Underdog Tulsa beats the odds and only loses football game by 21 points!
The Tulsa Golden Hurricanes kicked off their season last Friday on the road against Michigan State, losing their season opener by a final score of 28-7.
The Spartans, ranked eighteenth in the nation, were heavily favored entering the game, manhandling TU’s offence throughout to the surprise of absolutely no one. But despite the loss, TU athletics is currently celebrating the loss as a big achievement for their athletics program.
“Obviously, going up against a strong team like Michigan State, you’d expect to do a lot worse,” one athletic trainer volunteered. “You expect a final score of, say 56- 14, or 38-3. You don’t expect something like 28-7, which has a much nicer ring to it.”
TU, a member of the American Athletic Conference since 2014, has been playing more and more lofty CFB programs in recent years, from larger Conferences like the Big 10 and Big 12. Although most of these games have ended in defeats, some of them have ended in respectable defeats.
“There’s just no way to compete with the athletic prowess and academic shoddiness of the bigger schools,” sighed one season ticket holder when approached for comment. “We can only hope that one day, one day, we might lose by a score of 21-17. That would be fantastic!”
In total, the University of Tulsa makes around $1 million for every game it plays against larger college athletic powers, an amount that isn’t bad, considering there’s a ton of embarrassing things I would gladly do for a million bucks.
The game was mostly a defensive struggle, with Tulsa staying in the game until halfway around the second quarter.
One student who watched the game on Friday said: “I’m surprised we made it that long. It kept me mildly interested.”

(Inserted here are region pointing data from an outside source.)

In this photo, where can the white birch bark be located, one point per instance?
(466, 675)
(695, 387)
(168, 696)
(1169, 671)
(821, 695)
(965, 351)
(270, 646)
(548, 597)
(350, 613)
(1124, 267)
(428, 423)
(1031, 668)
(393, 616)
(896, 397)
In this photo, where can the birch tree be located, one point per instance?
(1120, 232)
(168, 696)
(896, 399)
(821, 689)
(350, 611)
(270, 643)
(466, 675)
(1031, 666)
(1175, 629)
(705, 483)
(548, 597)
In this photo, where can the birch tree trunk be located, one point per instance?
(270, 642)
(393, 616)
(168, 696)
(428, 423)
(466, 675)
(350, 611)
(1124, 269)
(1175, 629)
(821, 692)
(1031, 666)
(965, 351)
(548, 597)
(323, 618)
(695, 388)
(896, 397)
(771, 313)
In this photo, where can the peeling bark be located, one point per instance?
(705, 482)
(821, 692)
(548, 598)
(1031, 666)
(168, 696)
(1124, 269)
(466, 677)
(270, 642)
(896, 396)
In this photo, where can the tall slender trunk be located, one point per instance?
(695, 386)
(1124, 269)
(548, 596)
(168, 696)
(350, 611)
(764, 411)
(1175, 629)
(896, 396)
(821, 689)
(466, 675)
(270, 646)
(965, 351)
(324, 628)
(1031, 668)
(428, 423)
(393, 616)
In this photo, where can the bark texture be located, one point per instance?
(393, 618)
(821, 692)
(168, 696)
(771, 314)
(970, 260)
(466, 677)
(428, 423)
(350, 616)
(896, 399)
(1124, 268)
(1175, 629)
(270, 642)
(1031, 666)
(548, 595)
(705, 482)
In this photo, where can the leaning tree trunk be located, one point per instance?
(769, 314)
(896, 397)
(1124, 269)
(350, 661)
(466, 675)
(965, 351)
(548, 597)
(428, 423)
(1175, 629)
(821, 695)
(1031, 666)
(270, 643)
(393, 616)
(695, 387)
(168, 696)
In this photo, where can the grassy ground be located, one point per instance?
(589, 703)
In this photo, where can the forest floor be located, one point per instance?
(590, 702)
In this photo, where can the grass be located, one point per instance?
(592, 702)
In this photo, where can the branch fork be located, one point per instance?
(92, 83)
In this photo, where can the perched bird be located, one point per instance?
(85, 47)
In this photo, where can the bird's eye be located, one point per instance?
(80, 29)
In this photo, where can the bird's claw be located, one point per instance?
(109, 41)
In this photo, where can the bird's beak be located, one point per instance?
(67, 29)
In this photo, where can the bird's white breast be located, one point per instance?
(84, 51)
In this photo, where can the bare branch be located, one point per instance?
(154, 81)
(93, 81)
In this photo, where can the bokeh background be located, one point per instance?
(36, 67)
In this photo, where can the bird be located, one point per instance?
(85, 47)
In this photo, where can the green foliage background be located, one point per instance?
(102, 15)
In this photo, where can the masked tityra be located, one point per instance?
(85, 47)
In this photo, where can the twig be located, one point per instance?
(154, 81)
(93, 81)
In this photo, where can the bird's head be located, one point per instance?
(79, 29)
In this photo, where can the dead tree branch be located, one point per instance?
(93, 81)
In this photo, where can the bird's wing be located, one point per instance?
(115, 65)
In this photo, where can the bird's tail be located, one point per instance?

Another student who watched the game said, “If we only lost by 21, against Michigan State, then the other AAC teams should be rightly scared of us.”
Reactions around the city of Tulsa were very optimistic. Reports of noise disturbances could be heard around the city, while several Buffalo Wild Wings restaurant chains were vandalised by elated, drunken fans. “I guess they must have bet the point spread and won,” one confused onlooker stated.
The reactions from the victorious home team, however, were more lukewarm. The television broadcasters were surprised by the enormous number of nonplussed fans and students in attendance paying more attention to their cell phones than the season opener. “I mean, I don’t even know where Tulsa is,” one Michigan State Student texted, “So I know they’re not going to beat our boys.” MSU fans also generally reacted with disdain to the victory, saying: “We’d expected to win by much, much more. That’s what the college football rankings value: a blowout.”
In a postgame press conference, Michigan State Coach Mark Dantonio gave this statement:
“I was surprised by Tulsa and Coach Montgomery’s gameplan. They were resilient … obviously for us, 28-7 is a pyrrhic victory … We’re going to hit it harder at practice and watch some game film so that our boys can bounce back from this.”
And so this is a great start for TU football this season. Moving forward, it is all about seeing the glass as a quarter full.